Павел Анненков - «Гроза» Островского и критическая буря

Павел Васильевич Анненков

«Гроза» Островского и критическая буря.

Ответ критику «Грозы» в журнале «Наше время»

Стоустая молва, как говорилось в старину, опередила вашу статью по поводу новой комедии г. Островского «Гроза»:{1} Незадолго до появления критической бури, как вы называете сами свою рецензию, разнеслись слухи, что туча скопляется на листках нового журнала вашего, от которого мы уже теперь, имея в руках несколько номеров, можем ожидать много добра и пользы.{2} Слухи не обманули публику. Журнал ваш родился очень почетно, при треске и громе критических залпов. С другой стороны, все слухи и толки оказались ниже дела. Они возвещали только едкую критическую статью, но нисколько не намекали на настоящую цель ее – лишить г. Островского возможности дальнейшего литературного существования, превратить его имя в пустой звук, сделать из счастливого и сильного деятеля нашего времени жалкий призрак без значения, наподобие тех отживших писателей, присутствие которых уже не чувствуется людьми, которые уже почти не дают от себя тени, как сказочный Питер Шлемиль{3}. С первых же строк рецензии большинству ваших читателей, а в том числе и мне, ничего более не оставалось делать, как отказаться от коренных своих убеждений, от признанных эстетических истин, от свидетельства чувств и, наконец, чуть-чуть не от рассудка.

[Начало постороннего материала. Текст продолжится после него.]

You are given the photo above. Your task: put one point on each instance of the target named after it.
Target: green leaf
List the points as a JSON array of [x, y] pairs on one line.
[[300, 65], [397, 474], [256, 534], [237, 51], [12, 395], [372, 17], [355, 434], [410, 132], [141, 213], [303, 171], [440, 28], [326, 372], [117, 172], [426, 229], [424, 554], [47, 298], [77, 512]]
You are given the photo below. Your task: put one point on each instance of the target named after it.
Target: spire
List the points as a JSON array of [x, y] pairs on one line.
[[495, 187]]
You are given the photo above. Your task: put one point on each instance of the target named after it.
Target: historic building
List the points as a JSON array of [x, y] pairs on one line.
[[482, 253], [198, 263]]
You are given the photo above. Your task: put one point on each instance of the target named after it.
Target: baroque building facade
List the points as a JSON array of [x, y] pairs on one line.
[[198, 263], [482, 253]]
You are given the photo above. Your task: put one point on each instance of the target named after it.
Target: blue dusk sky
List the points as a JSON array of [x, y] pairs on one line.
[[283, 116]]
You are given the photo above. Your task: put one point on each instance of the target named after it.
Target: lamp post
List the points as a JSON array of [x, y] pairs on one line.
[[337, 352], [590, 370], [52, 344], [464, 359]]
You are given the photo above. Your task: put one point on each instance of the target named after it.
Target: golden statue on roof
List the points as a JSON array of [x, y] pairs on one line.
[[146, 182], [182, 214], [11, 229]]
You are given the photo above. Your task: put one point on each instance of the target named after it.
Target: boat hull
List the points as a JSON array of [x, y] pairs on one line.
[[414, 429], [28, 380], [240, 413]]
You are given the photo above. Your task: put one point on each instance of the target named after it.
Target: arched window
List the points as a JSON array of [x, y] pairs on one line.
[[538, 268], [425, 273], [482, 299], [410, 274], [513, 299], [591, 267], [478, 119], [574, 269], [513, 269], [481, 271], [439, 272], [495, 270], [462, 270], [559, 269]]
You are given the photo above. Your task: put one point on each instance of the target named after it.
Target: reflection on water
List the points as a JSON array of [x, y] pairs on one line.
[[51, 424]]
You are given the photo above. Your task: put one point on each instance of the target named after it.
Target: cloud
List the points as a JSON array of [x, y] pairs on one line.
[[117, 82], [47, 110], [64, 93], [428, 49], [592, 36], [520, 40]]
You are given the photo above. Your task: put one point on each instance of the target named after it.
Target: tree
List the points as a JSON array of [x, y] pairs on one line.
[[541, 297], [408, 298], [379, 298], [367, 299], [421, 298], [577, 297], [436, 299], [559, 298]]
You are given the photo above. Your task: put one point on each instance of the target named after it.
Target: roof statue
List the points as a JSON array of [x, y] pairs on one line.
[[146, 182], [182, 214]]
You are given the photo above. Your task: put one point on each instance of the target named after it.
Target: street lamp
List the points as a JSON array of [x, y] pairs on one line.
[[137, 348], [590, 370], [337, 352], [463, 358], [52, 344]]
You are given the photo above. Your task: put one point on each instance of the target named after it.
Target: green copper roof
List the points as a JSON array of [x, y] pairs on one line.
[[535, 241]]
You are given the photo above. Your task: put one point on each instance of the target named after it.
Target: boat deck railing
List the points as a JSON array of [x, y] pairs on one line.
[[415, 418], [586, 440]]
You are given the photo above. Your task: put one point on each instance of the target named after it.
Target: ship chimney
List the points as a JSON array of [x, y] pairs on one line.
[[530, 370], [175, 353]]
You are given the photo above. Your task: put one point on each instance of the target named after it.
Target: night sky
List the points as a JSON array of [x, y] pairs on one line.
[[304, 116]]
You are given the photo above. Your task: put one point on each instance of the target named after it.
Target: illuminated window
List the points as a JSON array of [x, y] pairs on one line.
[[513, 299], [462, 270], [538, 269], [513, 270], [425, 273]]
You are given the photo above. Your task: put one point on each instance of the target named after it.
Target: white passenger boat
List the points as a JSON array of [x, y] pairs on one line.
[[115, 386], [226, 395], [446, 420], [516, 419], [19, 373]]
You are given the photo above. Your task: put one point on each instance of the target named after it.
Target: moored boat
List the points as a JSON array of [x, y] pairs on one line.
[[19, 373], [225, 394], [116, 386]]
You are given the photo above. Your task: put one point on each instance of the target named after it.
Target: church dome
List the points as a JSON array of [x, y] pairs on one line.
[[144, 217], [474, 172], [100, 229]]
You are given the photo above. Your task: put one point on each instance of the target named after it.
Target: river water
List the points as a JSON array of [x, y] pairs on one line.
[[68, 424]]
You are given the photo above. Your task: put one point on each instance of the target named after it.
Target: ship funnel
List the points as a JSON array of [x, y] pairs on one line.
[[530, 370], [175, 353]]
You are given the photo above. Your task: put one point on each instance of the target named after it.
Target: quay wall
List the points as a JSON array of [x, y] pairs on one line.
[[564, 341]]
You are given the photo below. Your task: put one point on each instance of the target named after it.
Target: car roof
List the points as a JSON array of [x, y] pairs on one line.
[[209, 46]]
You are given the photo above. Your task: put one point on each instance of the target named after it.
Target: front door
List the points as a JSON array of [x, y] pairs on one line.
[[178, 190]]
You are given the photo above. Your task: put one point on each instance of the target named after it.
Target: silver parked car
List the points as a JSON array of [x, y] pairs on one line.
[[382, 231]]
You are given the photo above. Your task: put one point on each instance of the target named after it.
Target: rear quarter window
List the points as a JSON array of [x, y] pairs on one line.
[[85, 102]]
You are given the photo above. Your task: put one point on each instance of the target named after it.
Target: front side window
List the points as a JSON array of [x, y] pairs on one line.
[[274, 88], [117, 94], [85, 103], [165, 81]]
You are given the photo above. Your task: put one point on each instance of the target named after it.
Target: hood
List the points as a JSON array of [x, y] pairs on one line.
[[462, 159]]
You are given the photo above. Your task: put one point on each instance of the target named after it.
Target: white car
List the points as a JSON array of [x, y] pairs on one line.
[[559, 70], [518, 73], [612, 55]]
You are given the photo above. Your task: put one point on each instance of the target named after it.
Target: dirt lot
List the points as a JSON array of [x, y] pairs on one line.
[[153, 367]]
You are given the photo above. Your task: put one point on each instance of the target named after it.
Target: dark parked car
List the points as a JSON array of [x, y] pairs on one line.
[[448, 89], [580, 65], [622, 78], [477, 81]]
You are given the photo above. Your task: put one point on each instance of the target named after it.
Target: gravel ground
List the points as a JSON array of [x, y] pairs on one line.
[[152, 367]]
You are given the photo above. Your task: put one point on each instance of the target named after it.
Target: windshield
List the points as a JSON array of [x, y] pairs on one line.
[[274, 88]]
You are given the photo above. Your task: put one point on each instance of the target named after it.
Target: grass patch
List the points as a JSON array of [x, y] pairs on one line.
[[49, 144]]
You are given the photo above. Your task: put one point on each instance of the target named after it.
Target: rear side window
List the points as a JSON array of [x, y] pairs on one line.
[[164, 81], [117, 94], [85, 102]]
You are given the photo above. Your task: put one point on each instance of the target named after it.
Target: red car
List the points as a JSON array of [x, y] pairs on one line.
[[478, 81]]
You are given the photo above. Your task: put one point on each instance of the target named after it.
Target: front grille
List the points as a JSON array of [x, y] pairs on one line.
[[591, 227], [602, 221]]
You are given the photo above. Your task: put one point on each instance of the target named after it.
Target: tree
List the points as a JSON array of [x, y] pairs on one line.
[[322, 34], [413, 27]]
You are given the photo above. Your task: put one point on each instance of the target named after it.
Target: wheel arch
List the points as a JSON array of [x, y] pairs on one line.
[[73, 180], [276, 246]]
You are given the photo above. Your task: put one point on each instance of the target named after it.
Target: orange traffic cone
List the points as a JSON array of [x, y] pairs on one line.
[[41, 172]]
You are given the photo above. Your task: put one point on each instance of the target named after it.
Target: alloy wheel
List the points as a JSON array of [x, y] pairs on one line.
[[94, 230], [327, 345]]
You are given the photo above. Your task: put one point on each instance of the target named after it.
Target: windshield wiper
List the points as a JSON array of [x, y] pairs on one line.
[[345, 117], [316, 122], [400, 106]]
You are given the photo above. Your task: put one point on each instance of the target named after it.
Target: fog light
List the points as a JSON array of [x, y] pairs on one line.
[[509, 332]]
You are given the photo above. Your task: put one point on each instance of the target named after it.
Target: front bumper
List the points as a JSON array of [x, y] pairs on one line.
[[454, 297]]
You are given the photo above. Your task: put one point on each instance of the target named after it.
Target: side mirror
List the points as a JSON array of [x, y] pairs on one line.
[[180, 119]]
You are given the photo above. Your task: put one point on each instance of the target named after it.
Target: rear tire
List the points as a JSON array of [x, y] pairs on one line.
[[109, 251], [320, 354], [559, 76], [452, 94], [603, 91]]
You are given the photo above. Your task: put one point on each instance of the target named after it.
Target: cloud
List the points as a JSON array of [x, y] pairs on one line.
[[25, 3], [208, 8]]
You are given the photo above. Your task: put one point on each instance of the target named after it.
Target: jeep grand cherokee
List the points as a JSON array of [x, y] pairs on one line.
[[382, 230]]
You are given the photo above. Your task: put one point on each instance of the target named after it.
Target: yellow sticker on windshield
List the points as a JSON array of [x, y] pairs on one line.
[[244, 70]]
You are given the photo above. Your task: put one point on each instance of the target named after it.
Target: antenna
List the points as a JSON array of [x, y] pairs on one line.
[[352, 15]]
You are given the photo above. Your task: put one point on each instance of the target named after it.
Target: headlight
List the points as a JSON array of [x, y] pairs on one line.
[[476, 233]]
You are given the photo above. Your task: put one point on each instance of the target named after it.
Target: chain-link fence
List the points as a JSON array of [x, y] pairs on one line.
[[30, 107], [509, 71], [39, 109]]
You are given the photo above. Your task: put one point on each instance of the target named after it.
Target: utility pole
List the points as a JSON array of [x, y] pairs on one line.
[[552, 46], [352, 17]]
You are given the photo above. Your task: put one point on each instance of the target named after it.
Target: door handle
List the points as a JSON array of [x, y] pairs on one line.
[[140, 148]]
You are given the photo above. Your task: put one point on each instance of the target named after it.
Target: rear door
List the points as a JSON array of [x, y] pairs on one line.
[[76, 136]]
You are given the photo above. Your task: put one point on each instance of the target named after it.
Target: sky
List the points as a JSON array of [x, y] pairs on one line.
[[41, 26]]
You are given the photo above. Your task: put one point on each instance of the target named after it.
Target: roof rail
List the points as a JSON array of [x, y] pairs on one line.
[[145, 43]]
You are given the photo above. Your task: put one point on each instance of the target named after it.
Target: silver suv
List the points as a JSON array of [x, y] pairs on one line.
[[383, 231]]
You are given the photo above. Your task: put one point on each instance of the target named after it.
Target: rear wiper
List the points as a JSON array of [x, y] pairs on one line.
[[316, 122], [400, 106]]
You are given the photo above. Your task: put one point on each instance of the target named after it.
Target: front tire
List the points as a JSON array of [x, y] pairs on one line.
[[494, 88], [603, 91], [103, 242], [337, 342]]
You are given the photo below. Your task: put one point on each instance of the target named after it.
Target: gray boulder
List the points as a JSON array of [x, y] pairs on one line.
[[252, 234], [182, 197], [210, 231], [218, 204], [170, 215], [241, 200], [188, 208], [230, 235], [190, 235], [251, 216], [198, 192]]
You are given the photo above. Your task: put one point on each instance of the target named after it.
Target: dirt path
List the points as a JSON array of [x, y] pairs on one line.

Рецензия говорила твердо, решительно: читатель ясно распознавал приглашение обернуться назад, покаяться во всех своих прежде добытых мнениях касательно истины и красоты художественных представлений, словом – торжественно отречься от всей прежней умственной жизни, как от наваждения лукавого: vade retro, Satan![1]{4} Где слышалась ему прежде живая, народная речь, там рецензия советовала ему воскликнуть вместе с нею: подбор одних грамматических искажений; где чудился ему свежий источник поэзии, там она твердо решала: грязное болото, подлежащее ведению полиции общественного здоровья; где, наконец, признавал он выражение глубокой психической игры чувств и мыслей, там следовало ему, по указанию рецензии, видеть только беснующееся животное, застигнутое в минуту своего болезненного пароксизма. Беспрестанная угроза отнять г. Островского у публики безвозвратно и окончательно, особенно запутывала дело, увеличивая общее смущение. Так пробежали и мы две статьи рецензии, разделенные довольно долгими промежутками времени,{5} и каждый раз со страхом в сердце: вот придется объявить себя человеком, косневшим дотоле в слепоте и невежестве! Перспектива, согласитесь, весьма неутешительная!..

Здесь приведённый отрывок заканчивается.